We have some very exciting news: our paper summarising the results from the first two years of Planet Hunters TESS has been accepted for publication! Check out the paper here.

Figure 1: Half of the TESS planet candidates presented in the Planet Hunters TESS method paper.

The paper outlines the ins and outs of planet Hunters TESS project and presents 90 new planet candidates from the first two years of the TESS mission (sectors 1 to 26). These planets wouldn’t have been found without the help of all of the citizen scientists taking part in the Planet Hunters TESS project. The paper includes a link to a site that lists all of the citizen scientists who identified each of these 90 planet candidates mentioned in the paper. This page can also be found here.

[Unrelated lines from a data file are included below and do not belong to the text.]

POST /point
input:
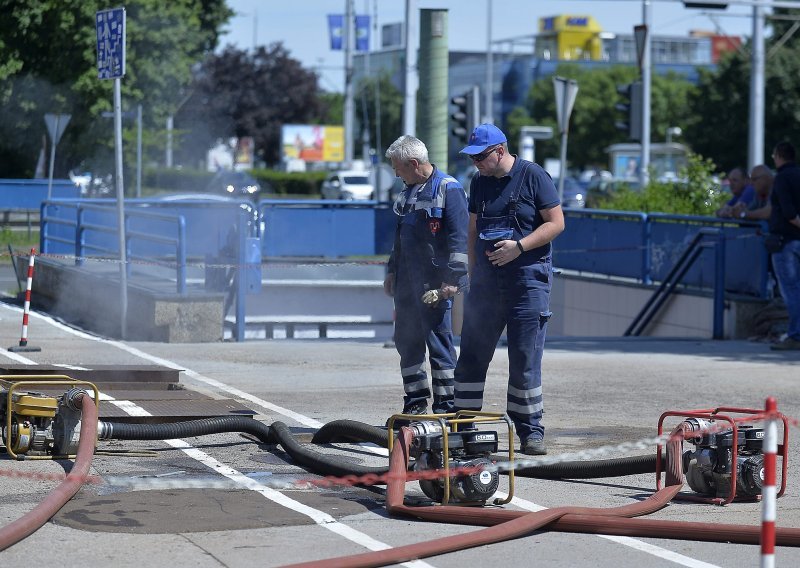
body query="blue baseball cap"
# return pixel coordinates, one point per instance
(482, 137)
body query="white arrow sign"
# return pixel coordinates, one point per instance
(56, 124)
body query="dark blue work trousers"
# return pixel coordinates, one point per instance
(516, 298)
(418, 326)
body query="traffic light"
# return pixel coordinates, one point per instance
(465, 117)
(631, 107)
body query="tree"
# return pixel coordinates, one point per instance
(48, 65)
(391, 110)
(720, 105)
(592, 123)
(237, 93)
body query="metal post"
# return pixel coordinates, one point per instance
(241, 277)
(488, 116)
(123, 258)
(644, 164)
(410, 84)
(433, 65)
(755, 130)
(769, 507)
(168, 157)
(139, 151)
(348, 82)
(52, 159)
(719, 286)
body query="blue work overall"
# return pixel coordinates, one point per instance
(421, 261)
(515, 296)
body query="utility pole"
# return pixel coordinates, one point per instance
(488, 116)
(410, 83)
(349, 36)
(755, 130)
(644, 164)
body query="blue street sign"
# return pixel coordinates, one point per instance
(110, 43)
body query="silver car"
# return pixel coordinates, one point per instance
(348, 185)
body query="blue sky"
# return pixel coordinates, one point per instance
(302, 25)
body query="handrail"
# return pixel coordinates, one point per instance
(81, 228)
(676, 274)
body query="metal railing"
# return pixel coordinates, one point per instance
(705, 238)
(82, 227)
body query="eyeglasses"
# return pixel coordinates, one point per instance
(483, 155)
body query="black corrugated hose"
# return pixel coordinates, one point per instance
(351, 431)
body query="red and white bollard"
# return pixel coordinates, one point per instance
(23, 342)
(768, 491)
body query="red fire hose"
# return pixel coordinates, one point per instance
(506, 525)
(32, 521)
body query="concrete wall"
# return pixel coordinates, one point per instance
(585, 306)
(91, 299)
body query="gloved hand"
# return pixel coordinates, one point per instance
(432, 298)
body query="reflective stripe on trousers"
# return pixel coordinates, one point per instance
(418, 326)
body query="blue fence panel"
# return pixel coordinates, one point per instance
(28, 194)
(318, 228)
(603, 242)
(745, 256)
(210, 225)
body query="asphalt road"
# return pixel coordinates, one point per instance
(597, 393)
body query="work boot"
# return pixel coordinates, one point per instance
(418, 407)
(788, 344)
(533, 447)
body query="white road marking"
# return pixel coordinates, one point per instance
(318, 516)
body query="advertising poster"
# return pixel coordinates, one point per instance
(313, 143)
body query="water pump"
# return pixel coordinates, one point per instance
(710, 467)
(470, 449)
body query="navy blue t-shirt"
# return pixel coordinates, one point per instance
(492, 194)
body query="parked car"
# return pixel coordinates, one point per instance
(235, 184)
(574, 194)
(348, 185)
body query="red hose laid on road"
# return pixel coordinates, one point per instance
(32, 521)
(505, 525)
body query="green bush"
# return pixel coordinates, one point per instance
(699, 194)
(295, 184)
(172, 179)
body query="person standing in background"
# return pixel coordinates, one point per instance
(783, 240)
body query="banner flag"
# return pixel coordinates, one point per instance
(362, 33)
(336, 28)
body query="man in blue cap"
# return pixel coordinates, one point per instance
(514, 214)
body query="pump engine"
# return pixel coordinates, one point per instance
(39, 424)
(709, 467)
(465, 449)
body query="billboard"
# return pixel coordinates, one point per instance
(312, 142)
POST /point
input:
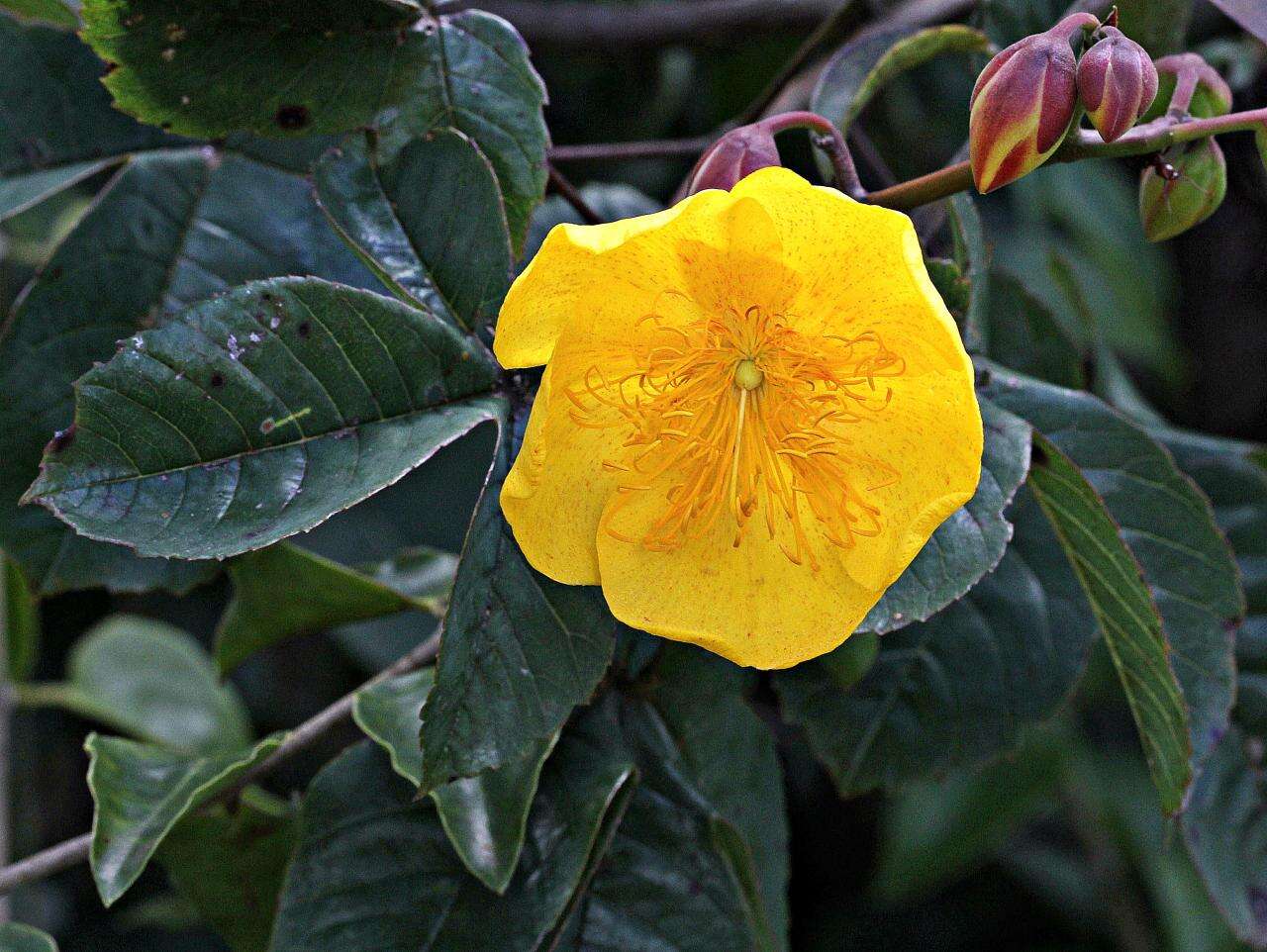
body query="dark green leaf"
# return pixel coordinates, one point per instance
(19, 620)
(1124, 607)
(730, 753)
(1251, 15)
(257, 416)
(231, 866)
(1086, 217)
(958, 688)
(1009, 21)
(1225, 829)
(611, 202)
(1025, 335)
(184, 225)
(484, 816)
(935, 832)
(520, 651)
(678, 876)
(1158, 26)
(208, 68)
(971, 540)
(1168, 526)
(860, 67)
(19, 193)
(1233, 475)
(1251, 711)
(430, 223)
(53, 13)
(64, 121)
(143, 793)
(374, 869)
(16, 937)
(284, 590)
(152, 681)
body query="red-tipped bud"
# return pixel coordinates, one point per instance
(1118, 84)
(1023, 104)
(1180, 193)
(733, 155)
(1189, 84)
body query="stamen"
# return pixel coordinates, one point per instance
(738, 413)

The majority (81%) of the planet candidates outlined in the paper only exhibit a single transit event in the TESS lightcurve, meaning that they tend to have longer orbital periods (where the orbital period corresponds to the duration of a ‘year’ on this planet) than the average duration of the planets found by the TESS automated algorithms. This is because automated pipelines often require two or more transit events in order to be able to detect the signal. However, with visual vetting, we are equally sensitive to a single transit event as we are to planets that transit multiple times within the duration of one light curve.

You can see that in the figure below, where the orange and pink points show the PHT candidates, and the blue points show the automated pipeline found Tess Objects of Interest (TOIs). The figure highlights that the planets identified with PHT tend to have longer orbital periods than the TOIs, and therefore allowing us to study the characteristics of a different ‘set’ of planets, and maybe even of planets that are more similar to the planets within our own solar system.

Figure 2: Planet radius vs orbital period for the TOIs (blue) and the single (orange circles) and multi (pink squares) transiting PHT candidates. Use the slider in the figure to add/remove the PHT candidates.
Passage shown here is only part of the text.